As Blake and and Schofield set out on their odyssey, the story’s tempo reminded me of my deployments to Afghanistan — though the dangers were markedly different, as was the scenery. Both featured long stretches with nothing but anxiety to fill it, punctuated by moments of chaos and violence.
For a war movie, there’s very little gun play. That’s not a criticism, nor does it make the journey any less harrowing. As the characters cautiously move across open fields, they keep their eyes on the tree line. Later on, they sink into deep craters filled with fetid water and the dead. As they make their way through a German trench line, each turn of a corner is preceded by a sharp inhale, followed by a ragged and relieved exhale.
When the shooting does start, the sound of incoming fire is abrupt and ferocious, and as the characters cautiously peek out from behind cover in search of the shooter, you share in their fear: where did it come from and will they see him first? At another point, a glimpse of taut copper wire suspended over the ground causes their hearts (and the audience’s) to skip a beat.
That tension is never broken, it’s only released a little bit, here and there.
Take the story Blake tells Schofield about how a man in their unit lost an ear. Contrary to squad lore, it wasn’t due to gunfire or shrapnel, but a very poor decision to rub a honey-based oil on his face and in his hair, despite living in a trench filled with voracious rats. The telling ends with the kind of laughter that only gallows humor provides: heartfelt, but grim.
Distractions only go so far, and there’s no forgetting the reality of where you are. Even a funny story at war is still a war story. And because of how 1917 was filmed, the audience never forgets either.
“From the very beginning I felt this movie should be told in real time,” Mendes explained in a Sept. 30 behind-the-scenes trailer. “Every step of the journey, breathing every breath with these men, felt integral and there is no better way to telling this story than with one continuous shot.”
The result is that the viewer never loses sight of the action, or the men caught in the middle of it. For their part, neither Blake or Schofield’s characters are ever fully fleshed out. There’s no defining moment that transforms one or the other into a hero. They’re not larger than life, which is precisely what makes them so relatable. They’re just regular soldiers, who gripe and complain as they try desperately to finish the job they were given, and survive.
Much of the movie is focused on getting there, and when it finally does, the war is no longer a destination or a backdrop, but a living thing. It’s fought by real people who bring very human reactions to what they see and are ordered to do.
During the film’s climax, the audience is brought along the trench line where a wave of soldiers is formed up for an attack. There the viewer is presented with different responses to the coming fight: One commander is an unresponsive gibbering wreck.

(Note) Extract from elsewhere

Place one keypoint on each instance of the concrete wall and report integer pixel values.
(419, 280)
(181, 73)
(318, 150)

In the background, his noncommissioned officers shout orders in his stead; another officer delivers clear instruction to his men, in a clinical and almost matter of fact way, to the point of seeming detached; and a third relies on bravado as he shouts angrily, by turns trying to inspire or frighten them over the top of the trench.

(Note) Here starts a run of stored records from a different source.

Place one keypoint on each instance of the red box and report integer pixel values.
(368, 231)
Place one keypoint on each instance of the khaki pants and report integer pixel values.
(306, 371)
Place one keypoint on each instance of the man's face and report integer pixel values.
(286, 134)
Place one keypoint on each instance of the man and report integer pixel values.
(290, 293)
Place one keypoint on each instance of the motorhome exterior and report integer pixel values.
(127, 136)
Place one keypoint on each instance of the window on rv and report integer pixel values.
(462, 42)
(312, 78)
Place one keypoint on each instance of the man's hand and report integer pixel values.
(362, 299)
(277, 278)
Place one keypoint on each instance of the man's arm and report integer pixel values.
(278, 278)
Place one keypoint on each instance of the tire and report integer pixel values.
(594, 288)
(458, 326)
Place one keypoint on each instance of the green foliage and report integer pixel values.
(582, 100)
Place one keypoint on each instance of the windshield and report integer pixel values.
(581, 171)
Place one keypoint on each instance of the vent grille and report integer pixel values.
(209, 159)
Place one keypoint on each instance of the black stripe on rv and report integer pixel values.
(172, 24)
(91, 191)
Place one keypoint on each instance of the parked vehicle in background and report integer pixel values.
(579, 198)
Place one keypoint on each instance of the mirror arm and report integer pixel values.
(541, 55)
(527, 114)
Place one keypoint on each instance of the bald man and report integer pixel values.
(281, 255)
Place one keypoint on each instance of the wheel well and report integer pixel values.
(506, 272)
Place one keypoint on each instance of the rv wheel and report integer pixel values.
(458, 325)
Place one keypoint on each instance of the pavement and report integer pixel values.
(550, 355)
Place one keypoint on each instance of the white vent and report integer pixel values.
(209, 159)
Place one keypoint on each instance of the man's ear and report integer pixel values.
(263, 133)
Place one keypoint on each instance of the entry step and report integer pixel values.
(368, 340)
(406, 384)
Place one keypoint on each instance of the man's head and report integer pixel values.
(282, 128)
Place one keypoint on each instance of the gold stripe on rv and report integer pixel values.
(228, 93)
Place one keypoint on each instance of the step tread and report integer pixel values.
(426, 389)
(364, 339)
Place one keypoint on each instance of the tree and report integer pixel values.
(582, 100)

For a drama that follows just two men out of thousands, 1917 somehow manages to provide a panoramic look at that war, and the soldiers who fought it — and, in a way, it tells a story that’s relatable and recognizable to those who’ve continued to fight on battlefields across the globe in generations since.
The wars are different, but the fear, and the way soldiers cope, hasn’t changed.
1917 is slated for a limited release on Christmas Day, before opening nationwide on Jan. 10, 2020.